Breast Cancer,thats all we ever hear!



http://news.bbc.co.uk/1/hi/health/4954378.stm

Women with hereditary breast cancer who have seen the disease return are to
take part in a ground-breaking study.
The international research is being carried out by Breakthrough Breast
Cancer and Cancer Research UK experts.

It will compare carboplatin, a platinum-based drug not normally used to
treat breast cancer, with standard chemotherapy treatment.

Around 5% of breast cancers occur in women with a strong family history of
the disease.

More than 75% of these families will have changes or mutations in the BRCA1
or BRCA2 genes.

Women who inherit changes in these genes have up to an 85% chance of
developing breast cancer by the age of 70.

And even though there have been improvements in detection and treatment of
early breast cancer, around 25% of women are likely to have a recurrence of
their cancer.

Women who have been diagnosed with a faulty BRCA1 or 2 gene and whose breast
cancer has returned elsewhere in the body will be eligible.

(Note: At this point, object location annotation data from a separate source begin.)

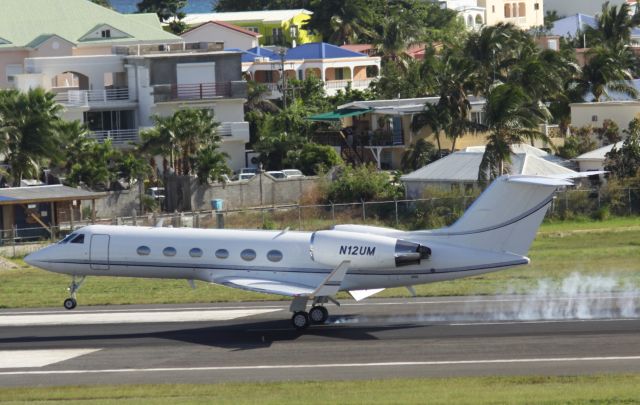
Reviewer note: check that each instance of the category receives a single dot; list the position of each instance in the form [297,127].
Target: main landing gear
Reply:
[318,314]
[71,302]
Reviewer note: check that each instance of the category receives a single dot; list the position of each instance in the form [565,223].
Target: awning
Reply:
[337,115]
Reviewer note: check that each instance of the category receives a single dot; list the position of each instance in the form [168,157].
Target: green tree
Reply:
[179,137]
[625,162]
[86,161]
[613,26]
[167,10]
[418,154]
[342,21]
[581,141]
[607,69]
[256,107]
[361,183]
[313,158]
[31,129]
[511,117]
[211,164]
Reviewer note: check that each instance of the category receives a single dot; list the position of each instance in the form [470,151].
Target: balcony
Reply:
[199,91]
[332,86]
[89,98]
[238,131]
[118,137]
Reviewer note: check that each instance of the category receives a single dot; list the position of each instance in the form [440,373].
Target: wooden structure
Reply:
[36,212]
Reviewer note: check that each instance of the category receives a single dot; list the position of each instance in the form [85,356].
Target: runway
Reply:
[379,338]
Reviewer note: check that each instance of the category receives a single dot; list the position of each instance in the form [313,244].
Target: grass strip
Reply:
[597,389]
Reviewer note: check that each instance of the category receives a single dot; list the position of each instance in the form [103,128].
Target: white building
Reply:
[116,95]
[524,14]
[594,160]
[220,31]
[566,8]
[460,169]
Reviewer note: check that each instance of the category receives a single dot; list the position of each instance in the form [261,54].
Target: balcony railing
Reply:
[239,130]
[87,97]
[117,136]
[200,91]
[341,84]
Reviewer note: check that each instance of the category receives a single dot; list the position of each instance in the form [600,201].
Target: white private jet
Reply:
[494,233]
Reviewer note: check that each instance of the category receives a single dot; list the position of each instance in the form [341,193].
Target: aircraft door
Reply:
[99,252]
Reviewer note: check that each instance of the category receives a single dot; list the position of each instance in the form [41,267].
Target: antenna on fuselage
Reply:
[285,230]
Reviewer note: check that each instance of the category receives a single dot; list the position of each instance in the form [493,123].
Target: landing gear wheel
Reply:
[318,314]
[70,303]
[300,320]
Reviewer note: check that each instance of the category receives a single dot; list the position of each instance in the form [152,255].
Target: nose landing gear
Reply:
[76,282]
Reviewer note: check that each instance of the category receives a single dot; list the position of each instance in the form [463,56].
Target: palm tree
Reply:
[511,117]
[210,163]
[613,26]
[607,69]
[179,138]
[341,21]
[394,40]
[417,155]
[451,80]
[32,131]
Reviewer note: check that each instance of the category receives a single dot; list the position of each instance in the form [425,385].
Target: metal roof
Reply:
[599,154]
[42,194]
[27,23]
[321,50]
[246,16]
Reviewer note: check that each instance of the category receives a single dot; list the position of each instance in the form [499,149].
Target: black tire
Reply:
[318,314]
[300,320]
[70,303]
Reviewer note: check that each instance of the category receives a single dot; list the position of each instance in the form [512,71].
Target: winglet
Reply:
[332,283]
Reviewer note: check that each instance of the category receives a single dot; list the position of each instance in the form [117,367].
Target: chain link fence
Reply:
[405,214]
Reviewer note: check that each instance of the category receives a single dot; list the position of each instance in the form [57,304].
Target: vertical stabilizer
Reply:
[506,216]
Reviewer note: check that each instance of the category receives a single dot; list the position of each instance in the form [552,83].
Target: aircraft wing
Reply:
[266,286]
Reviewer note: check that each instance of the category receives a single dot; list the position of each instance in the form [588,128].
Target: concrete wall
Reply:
[620,112]
[163,69]
[239,194]
[186,194]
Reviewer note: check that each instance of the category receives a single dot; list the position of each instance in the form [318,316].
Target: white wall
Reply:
[620,112]
[566,8]
[215,33]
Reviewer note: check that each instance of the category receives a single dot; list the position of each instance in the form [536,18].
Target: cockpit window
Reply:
[68,238]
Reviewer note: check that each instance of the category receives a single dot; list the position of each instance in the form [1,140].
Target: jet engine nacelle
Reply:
[365,250]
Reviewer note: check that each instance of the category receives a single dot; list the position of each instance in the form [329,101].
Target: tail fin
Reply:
[507,215]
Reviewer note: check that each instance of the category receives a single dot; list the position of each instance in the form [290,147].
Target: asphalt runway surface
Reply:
[376,338]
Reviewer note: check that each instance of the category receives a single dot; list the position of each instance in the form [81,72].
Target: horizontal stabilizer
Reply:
[266,286]
[331,285]
[359,295]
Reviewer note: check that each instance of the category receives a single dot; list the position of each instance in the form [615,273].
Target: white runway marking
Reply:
[128,317]
[38,358]
[333,365]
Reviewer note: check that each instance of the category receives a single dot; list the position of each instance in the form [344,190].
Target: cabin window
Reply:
[68,238]
[274,256]
[248,255]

Some groups have a higher risk of having faults in these genes.

Around one in 44 Ashkenazi Jews carry a change in their BRCA genes compared
to less than one in 100 people in the non-Jewish population.

Focus

The trial, which is beginning on the 10th anniversary of the identification
of the BRCA2 gene, will monitor around 150 women from the UK, Europe,
America and Australia in the four year study.

They will either be treated with carboplatin or the best current treatment,
the chemotherapy drug, docetaxel.

Dr James Mackay, a genetic oncologist at University College London, who is
leading the study, said: "This trial is unique because it is the first to
treat a specific genetic population of breast cancer patients.

"It is also unusual for a drug to move directly from studies in the lab to
trials with patients so quickly.

"But, because this is an established drug which is routinely used for the
treatment of ovarian cancer, it has moved swiftly into trials and could be
available to patients within five years if it proves to be effective."

There is currently there is no specially tailored chemotherapy treatment for
women with faulty BRCA genes who have recurrent breast cancer.

These patients receive standard chemotherapy which is not always effective
and can have unpleasant side effects.

Dr Andrew Tutt, a Breakthrough scientist and an oncologist at Guy's and St
Thomas' Hospital, who carried out the original research using the
platinum-based drugs, said: "This genetically tailored chemotherapy
treatment, carboplatin, acts in a much more focused manner than standard
chemotherapy.

"While standard chemotherapy can affect any rapidly growing cell, these
platinum drugs seem to be much more effective in destroying the cancerous
BRCA cells.

"We hope this will mean improved quality of life and survival for women with
this rare but important form of genetic breast cancer."

Appeal

Kate Law, head of clinical trials at Cancer Research UK, said: "We are
delighted to be co-funding this trial which will hopefully improve
treatments for this important group of women."

Patients who want to sign up for the trial need to have a known fault in
either BRCA1 or BRCA2, have a cancer that has spread beyond the breast and
lymph glands and for which surgery is not suitable.

They must also not had any chemotherapy since the cancer spread.